I actually know what my final gravity should be (1.050) and what my capacity is (I can brew 9 liters), and I wanna top it up with 6 liters of water to reach a final size of 15 liters. So, all I need to do is what the final gravity of the wort in the kettle should be.
You want 15 L of beer of specific gravity 1.050. Assuming this is 20 °C SG referenced to 20 °C water then the density of the beer is 1.050*.998203 = 1.04811 g/cc. 15 L of it will weigh 15000*1.04811 = 15721.7 grams.
Wort of 20/20 SG = 1.050 corresponds to 12.3877 °P (see below for how to get this) i.e. it contains 12.3877% extract by weight so your beer will need 12.3877*15721.7/100 = 1947.56 grams of extract in both the diluted (15L) and concentrated (9L) volumes.
Note that as the finished 15721.7 grams of beer contains 1947.56 grams of extract it must contain 15721.7 - 1947.56 = 13774.14 grams of water.
Now turning our attention to the 9L and following what we did for the 15 L the amount of extract in the 9L is
E = 9*.998203*SG*P(SG)/100 = 1947.56 grams
SG is the specific gravity of the 9 L wort and P is the degrees Plato corresponding to the SG. We must solve this equation for SG. It is usually rearranged to
9000*.998203*SG*P(SG)/100 - 1947.56 = 0
SG is converted to Plato using the official ASBC (EBC) formula
P(SG) = (((135.997*SG -630.272)*SG + 1111.14)*SG - 616.868)
The easiest way to do this is designate a cell on an Excel spreadsheet to hold trial SG numbers, another to contain P(SG) and a third 9000*.998203*SG*P(SG)/100 - 1947.56
Thus
A1: 1.07
A2: = (((135.997*A1 -630.272)*A1 + 1111.14)*A1 - 616.868)
A3: = 9000*.998203*A1*A2/100 - 1947.56
If you put 1.07 into A1 then A2 will show 17.06 °P and A3 -308.06
If you put 1.09 into A1 then A2 will show 21.57 °P and A3 +164.51
These as we want A3 to be equal to 0 it is clear that SG must be between 1.07 and 1.09. If you know how to use the Solver ask it to set cell A3 to 0 by varying A1. It quickly sets cell A1 to 1.0830 with A2 showing 20.02 and A3 displaying 0. The required SG for the 9 L is 1.083. Surprise! the same result you got by using the approximate (points) method.

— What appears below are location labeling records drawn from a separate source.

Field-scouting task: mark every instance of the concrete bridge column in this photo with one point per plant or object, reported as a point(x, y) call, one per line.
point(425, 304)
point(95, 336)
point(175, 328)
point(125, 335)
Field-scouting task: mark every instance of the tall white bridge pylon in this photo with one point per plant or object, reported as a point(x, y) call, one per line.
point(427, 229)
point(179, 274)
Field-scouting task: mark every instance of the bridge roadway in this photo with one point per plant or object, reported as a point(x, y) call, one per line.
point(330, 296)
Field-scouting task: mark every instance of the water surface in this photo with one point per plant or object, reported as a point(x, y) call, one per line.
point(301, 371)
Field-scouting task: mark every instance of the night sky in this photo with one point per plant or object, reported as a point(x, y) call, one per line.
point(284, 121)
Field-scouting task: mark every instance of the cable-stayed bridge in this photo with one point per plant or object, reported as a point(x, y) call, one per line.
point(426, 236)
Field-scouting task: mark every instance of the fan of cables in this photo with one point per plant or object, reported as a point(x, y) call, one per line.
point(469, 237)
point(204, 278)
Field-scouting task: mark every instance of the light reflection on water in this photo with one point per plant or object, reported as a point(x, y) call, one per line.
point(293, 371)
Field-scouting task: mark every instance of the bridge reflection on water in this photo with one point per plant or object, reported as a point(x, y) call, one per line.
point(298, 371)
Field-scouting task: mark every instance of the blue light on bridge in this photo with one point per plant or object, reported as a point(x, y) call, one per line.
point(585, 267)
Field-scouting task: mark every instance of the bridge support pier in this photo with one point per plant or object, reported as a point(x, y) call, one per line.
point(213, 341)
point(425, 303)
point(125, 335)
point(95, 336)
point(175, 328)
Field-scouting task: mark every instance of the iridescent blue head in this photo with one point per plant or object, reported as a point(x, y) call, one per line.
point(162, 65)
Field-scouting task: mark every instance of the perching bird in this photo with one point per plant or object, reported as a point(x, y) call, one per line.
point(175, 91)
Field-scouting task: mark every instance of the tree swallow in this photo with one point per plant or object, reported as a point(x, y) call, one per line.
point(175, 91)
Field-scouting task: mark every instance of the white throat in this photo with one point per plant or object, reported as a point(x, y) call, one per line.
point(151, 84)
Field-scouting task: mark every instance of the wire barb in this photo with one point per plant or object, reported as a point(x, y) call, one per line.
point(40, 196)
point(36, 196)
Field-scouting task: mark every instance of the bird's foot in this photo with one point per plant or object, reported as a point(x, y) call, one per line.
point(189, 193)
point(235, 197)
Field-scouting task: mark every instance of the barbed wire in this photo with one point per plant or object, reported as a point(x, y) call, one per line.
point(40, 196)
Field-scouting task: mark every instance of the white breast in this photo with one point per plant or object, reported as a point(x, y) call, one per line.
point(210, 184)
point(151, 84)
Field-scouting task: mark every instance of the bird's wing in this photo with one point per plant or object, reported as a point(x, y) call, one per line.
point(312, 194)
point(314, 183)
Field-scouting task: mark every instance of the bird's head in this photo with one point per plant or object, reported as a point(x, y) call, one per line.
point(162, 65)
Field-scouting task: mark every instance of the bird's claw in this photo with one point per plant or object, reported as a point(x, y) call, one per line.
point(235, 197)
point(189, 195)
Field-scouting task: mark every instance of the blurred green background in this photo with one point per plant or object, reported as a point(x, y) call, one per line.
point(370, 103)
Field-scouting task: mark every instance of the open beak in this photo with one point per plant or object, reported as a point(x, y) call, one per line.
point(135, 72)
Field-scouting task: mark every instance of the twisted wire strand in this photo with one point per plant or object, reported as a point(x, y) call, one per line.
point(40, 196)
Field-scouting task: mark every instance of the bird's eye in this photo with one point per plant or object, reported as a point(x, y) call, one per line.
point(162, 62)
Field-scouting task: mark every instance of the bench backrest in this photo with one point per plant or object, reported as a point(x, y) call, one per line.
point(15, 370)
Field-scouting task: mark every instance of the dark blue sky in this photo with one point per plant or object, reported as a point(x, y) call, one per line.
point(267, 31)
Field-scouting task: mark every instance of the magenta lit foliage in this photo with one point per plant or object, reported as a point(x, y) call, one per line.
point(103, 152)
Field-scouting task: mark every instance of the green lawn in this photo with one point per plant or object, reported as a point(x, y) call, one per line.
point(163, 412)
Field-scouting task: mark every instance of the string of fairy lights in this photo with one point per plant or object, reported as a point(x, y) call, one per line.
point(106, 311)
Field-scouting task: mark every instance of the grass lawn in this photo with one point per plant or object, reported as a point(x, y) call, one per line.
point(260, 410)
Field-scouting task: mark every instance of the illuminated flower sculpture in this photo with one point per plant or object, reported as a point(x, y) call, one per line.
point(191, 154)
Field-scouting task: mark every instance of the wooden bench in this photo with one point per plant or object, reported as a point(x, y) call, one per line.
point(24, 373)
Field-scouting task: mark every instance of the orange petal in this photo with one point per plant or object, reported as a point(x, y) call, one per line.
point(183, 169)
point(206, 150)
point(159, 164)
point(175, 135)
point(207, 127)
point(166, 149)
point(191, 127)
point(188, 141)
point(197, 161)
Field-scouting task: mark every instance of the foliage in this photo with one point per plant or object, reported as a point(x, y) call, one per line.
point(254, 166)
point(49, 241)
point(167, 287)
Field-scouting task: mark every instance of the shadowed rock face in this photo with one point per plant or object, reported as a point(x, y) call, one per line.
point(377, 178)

But lets look a little further.
We have now 9L of beer or density 0.998203*1.0830 and so its mass must be
9000*0.998203*1.0830 = 9729.48 grams. As the 15L volume weighs 15721.7 grams to do the dilution we need to add 15721.7 - 9729.48 = 5992.22 grams of water which is, at 20 °C 5992.22/998.203 = 6003.01 mL, a wee bit more than 6 L but hardly a significant bit.
So given that the computed final gravity is, to 4 decimal places, identical to what you get by the points method and the extra water required is only 3 mL why did I go through all this?
1. To be honest, to see if I can still explain it in terms of robust conservation of mass i.e to run some of the rust out of the hinges here
2. In the hopes that some readers will be interested
3. To illustrate that the points method is not precise but close enough for government work in most cases.
4. To show how brewing scientists approach this problem
If my calculation is correct.....
(2.37 gallons*X)/50 (from 1.050)
=3.96 gallons then in my kettle I willl need a 1.083 beer to reach 1.050 after the dilution. I think that is too high
and I screwed it up.
Doesn't look that way.
PS: Didn't realize this was the beginners forum. This doesn't really belong here.